While common names for plants are charming and often colorful, they vary from place to place. Binomial nomenclature, on the other hand, is the lingua franca of plant nerds everywhere. Learn to read botanical names, and you can make yourself understood at every nursery and botanical garden.
The Name Game
An eighteenth-century botanist named Carl Linnaeus popularized the binomial system, which short-circuited the incredibly unwieldy names common before him. Linnaeus’s system breaks the name into two components. The first is the genus (the general) and the second is the species (the specific). Here’s how it works:
The species name: Lavandula angustifolia (English lavender)
The genus is Lavandula, the species is angustifolia. But Lavandula dentata (French lavender), which is part of the same genus, is a different species. That’s good to know, because L. angustifolia will sail through an Indiana winter, but L. dentata is toast as soon as the frost rolls in.
The variety or cultivar name: Lavandula angustifolia ‘Munstead’
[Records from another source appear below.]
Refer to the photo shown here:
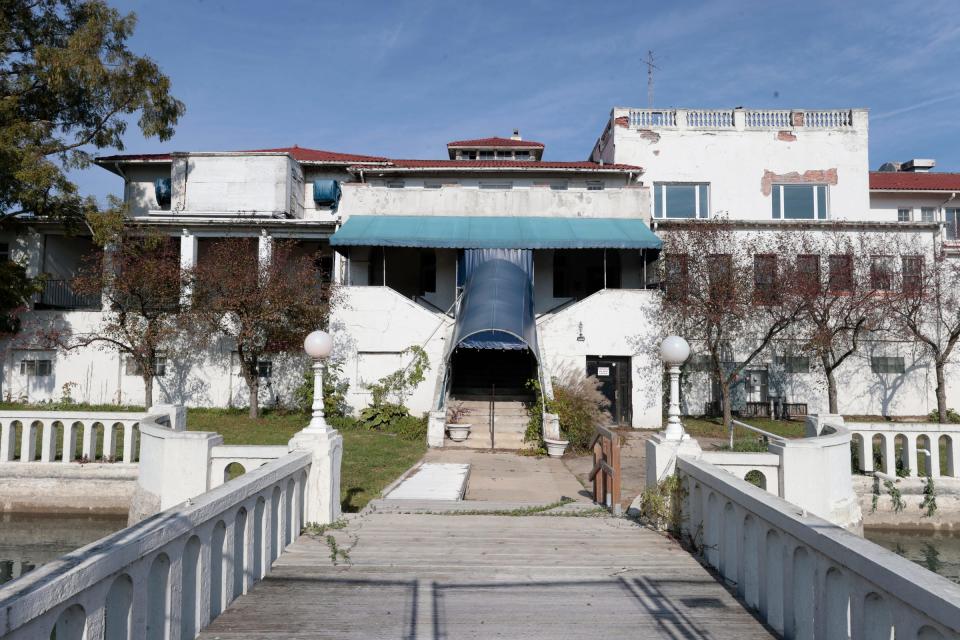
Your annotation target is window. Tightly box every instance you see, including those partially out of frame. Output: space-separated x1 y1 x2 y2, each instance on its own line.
20 358 53 377
830 255 853 293
257 358 273 378
653 182 710 218
707 253 733 301
420 249 437 295
870 256 893 291
944 209 960 241
773 354 810 373
664 253 688 300
870 356 904 373
753 255 777 304
903 256 923 293
797 254 820 293
773 184 827 220
124 356 167 378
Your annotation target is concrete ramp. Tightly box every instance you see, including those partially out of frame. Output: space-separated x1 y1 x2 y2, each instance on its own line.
385 462 470 501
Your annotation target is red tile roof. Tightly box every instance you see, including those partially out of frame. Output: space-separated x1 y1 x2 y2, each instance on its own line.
447 137 543 149
870 171 960 191
348 160 643 172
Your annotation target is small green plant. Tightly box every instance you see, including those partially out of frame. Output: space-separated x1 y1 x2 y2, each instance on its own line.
883 480 907 513
640 474 686 537
927 409 960 422
920 476 937 518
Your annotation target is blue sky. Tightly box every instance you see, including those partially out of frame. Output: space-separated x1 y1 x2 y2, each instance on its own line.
75 0 960 198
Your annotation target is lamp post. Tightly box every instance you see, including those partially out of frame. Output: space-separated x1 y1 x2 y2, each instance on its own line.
660 336 690 440
303 331 333 431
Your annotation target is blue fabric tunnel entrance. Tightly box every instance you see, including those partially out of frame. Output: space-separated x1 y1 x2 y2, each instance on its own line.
448 249 540 395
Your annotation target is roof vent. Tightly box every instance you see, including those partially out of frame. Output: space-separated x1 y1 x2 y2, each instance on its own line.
900 158 937 173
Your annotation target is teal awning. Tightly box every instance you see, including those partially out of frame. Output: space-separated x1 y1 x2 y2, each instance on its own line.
330 215 662 249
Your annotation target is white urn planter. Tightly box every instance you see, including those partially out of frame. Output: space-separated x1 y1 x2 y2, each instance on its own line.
543 438 570 458
447 424 470 442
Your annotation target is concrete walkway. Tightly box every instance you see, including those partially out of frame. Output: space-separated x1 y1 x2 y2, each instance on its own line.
200 513 775 640
423 449 591 504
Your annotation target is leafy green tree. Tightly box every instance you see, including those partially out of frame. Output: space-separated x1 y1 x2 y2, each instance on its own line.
0 0 184 227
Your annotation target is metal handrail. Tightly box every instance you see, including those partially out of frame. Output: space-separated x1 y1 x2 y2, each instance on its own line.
727 418 787 450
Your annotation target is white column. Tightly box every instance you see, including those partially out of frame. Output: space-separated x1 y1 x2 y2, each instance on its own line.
180 229 197 304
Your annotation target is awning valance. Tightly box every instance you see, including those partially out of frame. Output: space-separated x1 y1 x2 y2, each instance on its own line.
330 216 662 249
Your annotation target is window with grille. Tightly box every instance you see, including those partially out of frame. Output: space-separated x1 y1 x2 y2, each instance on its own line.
870 356 906 373
772 184 827 220
870 256 893 291
20 358 53 377
653 182 710 218
830 255 853 293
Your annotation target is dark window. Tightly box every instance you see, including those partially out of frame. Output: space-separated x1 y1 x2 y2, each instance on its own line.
664 253 689 300
753 255 777 304
870 256 893 291
772 184 827 220
653 183 710 218
773 355 810 373
830 255 853 293
707 253 733 300
797 254 820 293
903 256 923 293
870 356 905 373
20 359 53 377
420 249 437 295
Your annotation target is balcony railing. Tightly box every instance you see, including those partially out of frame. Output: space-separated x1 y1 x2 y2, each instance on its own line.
629 109 854 130
33 280 101 309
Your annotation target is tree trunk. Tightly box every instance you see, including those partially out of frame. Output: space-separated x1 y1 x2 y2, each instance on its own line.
143 375 153 409
934 359 947 424
247 371 260 420
820 356 838 415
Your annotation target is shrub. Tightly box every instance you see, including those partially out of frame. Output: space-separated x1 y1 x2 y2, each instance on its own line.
547 368 610 453
927 409 960 422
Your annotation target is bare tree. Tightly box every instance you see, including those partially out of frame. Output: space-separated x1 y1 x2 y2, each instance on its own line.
185 238 334 418
783 229 894 413
880 238 960 422
662 218 801 424
65 236 180 407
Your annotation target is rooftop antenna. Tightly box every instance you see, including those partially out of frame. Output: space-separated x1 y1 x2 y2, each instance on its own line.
643 49 660 109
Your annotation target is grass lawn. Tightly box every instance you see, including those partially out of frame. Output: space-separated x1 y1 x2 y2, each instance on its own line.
187 409 427 513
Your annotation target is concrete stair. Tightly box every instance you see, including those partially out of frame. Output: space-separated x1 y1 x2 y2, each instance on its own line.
446 399 529 451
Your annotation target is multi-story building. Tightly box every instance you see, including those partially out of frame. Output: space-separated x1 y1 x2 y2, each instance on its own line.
0 108 960 444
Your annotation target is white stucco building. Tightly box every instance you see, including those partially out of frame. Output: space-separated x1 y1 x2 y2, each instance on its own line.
0 108 960 445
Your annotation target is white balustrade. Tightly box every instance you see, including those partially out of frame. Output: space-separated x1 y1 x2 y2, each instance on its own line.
846 422 960 478
677 456 960 640
0 411 147 464
0 451 312 640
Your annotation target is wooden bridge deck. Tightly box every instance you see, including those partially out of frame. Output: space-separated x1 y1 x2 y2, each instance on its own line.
200 513 775 640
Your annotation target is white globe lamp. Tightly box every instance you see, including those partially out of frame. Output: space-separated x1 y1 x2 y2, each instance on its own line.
660 336 690 440
303 331 333 431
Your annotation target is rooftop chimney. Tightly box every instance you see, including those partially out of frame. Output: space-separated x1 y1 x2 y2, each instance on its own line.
900 158 937 173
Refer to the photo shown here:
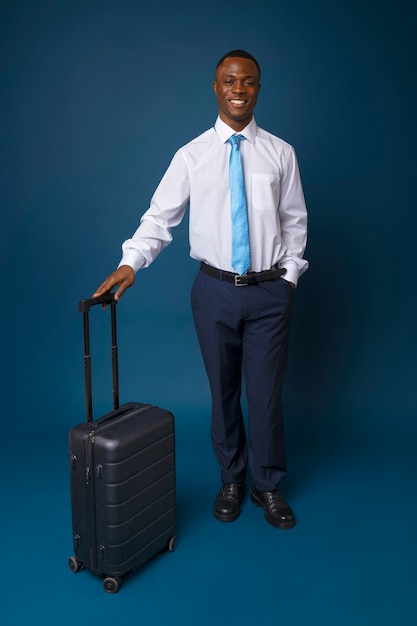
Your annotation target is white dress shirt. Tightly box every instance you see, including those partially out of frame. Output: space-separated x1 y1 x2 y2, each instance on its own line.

The name in single quotes is the variety. Sometimes you’ll hear that name referred to as the cultivar, which is short for “cultivated variety.”
If you learn just this much about botanical names, you’ll be well positioned to shop for and purchase exactly the plants you want.
But Wait! There is more!
The names themselves offer you a clue about the plants. Most are taken from Greek or Latin rootwords, so you can often puzzle out certain characteristics of the plant based on the name.
Lavendula angustifolia ‘Munstead’
“Angustus” means narrow, and “folius” is leafed, so “angustifolia” means narrow-leafed. The leaves on an English lavender are narrow. “Dentata” on the other hand, mean “toothed,” and a French lavender has leaves with jagged edges that look like teeth.
Handy, no? Here are a few of the root words that we find particularly useful. Word endings that describe parts of the plant
- -andrus = anthers
- -anthus, -flora =flowers
- -carpa = fruit
- -caulis = stem
- -cephalus =head
- -flora = flower
- -folia, -phylla = leaf
- -frons = frond
- -phylla = leaf
- -podus = stem
- alba = white
- aureo = gold (as in Sedum aureum)
- bicolor = having two colors
- cardinalis = bright red (as in Lobelia cardinalis)
- flavus = yellow (Cornus sericea ‘Flaviramea’ is a yellow-stemmed variety)
- melano = dark (as in Aronia melanocarpa)
- niger = black (as in Helleborus niger)
- pallida = pale (as in Echinacea pallida)
- ruber = red (Panicum virgatum ‘Rubrum’ is a red-bladed variety)
- compactus = small
- officinalis = of the pharmacopoeia (a plant with ‘officinalis’ in the name was at one time used as medicine)
- repens = creeping
- prostratus = lying flat but not rooting
- australis = southern, as in Baptisia australis
- canadensis = from Canada or northeastern US, and likely to be native to Indiana (as in Amelanchier canadenisis, Cercis canadensis)
- sibericus = from Siberia
- sinicus = from China
- japonica = from Japan (as in Spirea japonica)
- virginica = from Virginia (again, likely to be native to Indiana)
If you’d like to know more about botanical names, we recommend Latin for Gardeners, by Lorraine Harrison. Keep it by you when you leaf through plant catalogs, and you’ll be talking like a horticulturist in no time!